The certificate contained six statements: First, its class; second, the quantity of the land for which it issued.; third, its number; fourth, the date of its issue; fifth, the name of the person to whom it was issued; sixth, the county from, which it was issued.. The transfer, in describing the certificate, states it as having been issued to J. H. Chism ; makes no mention of day or number. It says, “ No.-,” and that the certificate was “dated November, 1838,” giving no day of the month, and it is signed “ J. H. Chisholm.” The failure in the transfer to give either the number of the certificate or the day of the month on which.it was issued, as also the mention of the name of J. H. Chism in its body, coupled with the signature “ J. H. Chisholm,” were in themselves claimed to be, as they undoubtedly were, circumstances tending to’.show that the party who wrote the transfer could not have been in possession of the certificate.
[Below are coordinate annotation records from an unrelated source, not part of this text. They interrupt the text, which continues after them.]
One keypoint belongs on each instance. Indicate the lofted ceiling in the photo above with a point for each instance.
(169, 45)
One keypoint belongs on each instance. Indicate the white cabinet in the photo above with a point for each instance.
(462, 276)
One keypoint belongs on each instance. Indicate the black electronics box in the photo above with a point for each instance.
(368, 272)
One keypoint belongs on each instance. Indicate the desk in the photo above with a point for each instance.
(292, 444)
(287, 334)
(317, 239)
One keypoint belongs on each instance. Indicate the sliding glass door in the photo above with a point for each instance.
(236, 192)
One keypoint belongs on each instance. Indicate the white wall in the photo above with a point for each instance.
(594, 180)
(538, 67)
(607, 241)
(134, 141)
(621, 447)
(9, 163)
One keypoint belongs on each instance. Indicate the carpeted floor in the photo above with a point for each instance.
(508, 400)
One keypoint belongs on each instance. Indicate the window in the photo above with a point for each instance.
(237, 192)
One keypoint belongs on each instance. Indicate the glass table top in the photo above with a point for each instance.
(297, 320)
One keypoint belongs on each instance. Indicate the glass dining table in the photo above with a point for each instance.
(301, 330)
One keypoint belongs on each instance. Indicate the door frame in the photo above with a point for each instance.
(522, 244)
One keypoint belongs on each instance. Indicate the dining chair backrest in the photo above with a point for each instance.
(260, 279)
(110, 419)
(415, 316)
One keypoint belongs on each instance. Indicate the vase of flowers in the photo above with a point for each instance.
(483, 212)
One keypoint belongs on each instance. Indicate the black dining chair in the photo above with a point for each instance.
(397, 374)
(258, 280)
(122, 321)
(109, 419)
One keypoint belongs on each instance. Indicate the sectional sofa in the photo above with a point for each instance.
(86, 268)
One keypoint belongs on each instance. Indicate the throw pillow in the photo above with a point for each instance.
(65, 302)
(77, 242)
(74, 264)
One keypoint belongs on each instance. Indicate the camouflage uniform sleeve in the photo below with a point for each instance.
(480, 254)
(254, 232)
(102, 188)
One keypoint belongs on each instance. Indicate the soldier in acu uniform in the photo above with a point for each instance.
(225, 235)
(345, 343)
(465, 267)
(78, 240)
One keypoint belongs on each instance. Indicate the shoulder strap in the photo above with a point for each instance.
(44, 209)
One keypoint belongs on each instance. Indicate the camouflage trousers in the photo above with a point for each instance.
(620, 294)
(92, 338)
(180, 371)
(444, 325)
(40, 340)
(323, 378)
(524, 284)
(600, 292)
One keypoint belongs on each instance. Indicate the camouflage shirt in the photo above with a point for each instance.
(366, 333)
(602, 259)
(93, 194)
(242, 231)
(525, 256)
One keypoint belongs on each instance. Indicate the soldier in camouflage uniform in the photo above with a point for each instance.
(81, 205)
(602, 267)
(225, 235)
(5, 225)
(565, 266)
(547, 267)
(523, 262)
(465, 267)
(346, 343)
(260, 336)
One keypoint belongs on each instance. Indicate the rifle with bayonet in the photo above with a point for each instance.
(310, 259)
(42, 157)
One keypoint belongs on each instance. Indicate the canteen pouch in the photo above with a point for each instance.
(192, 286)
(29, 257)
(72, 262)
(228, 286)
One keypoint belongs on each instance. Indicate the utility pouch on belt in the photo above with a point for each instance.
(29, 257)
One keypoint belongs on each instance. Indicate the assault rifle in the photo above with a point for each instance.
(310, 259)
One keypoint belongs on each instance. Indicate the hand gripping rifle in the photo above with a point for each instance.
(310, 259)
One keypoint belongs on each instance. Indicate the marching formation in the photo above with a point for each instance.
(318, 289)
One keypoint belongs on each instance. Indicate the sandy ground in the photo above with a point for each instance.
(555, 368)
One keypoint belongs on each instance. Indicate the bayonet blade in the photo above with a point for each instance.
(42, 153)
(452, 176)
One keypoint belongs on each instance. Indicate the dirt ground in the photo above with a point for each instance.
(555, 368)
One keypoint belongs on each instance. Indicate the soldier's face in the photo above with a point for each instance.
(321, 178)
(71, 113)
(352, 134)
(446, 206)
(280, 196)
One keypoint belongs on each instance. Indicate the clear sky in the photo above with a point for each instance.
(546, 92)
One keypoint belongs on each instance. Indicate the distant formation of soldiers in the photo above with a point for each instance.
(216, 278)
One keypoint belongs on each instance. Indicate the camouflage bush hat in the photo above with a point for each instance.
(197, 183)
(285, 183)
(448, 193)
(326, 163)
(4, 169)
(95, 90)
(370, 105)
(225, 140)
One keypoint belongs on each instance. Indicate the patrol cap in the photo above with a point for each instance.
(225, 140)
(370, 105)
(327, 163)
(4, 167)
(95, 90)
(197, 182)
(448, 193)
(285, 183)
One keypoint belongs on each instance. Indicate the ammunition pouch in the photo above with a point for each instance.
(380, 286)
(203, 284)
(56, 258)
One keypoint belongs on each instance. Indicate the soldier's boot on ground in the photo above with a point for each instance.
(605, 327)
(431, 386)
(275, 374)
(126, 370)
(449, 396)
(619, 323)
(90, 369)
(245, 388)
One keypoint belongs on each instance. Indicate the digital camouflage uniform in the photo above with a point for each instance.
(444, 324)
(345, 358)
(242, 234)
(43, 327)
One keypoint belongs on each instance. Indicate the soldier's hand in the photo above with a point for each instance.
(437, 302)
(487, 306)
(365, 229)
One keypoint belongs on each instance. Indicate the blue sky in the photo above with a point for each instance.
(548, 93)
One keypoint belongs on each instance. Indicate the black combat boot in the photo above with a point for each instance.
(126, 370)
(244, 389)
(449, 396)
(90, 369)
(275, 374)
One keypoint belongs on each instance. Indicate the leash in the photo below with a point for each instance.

It was contended that this inference was further strengthened by the public records. Thus, the return to the General Land Office by the county clerk gave the number 990, corresponding with that of the certificate itself, and gave the month as November, 1838, without giving any day of the month. The report of the Travelling Board described the certificate by a wrong number, 701, instead of 990; it gave the date thereof as November 1, 1838, and the name of the grantee as J. H. Chisholm. The fact is that the transfer seemed to have been drawn with reference to these public records, and, in order, not *14 to conflict with either of them, it uses the name J; H. Chism in the body and the name J. H. Chisholm in the signature, and it omits the number of the certificate altogether, and mentions no day of the month, the day being also omitted in one of the records. Under this condition of the proof, the court was obviously correct in not taking the question of fact from the consideration of the jury.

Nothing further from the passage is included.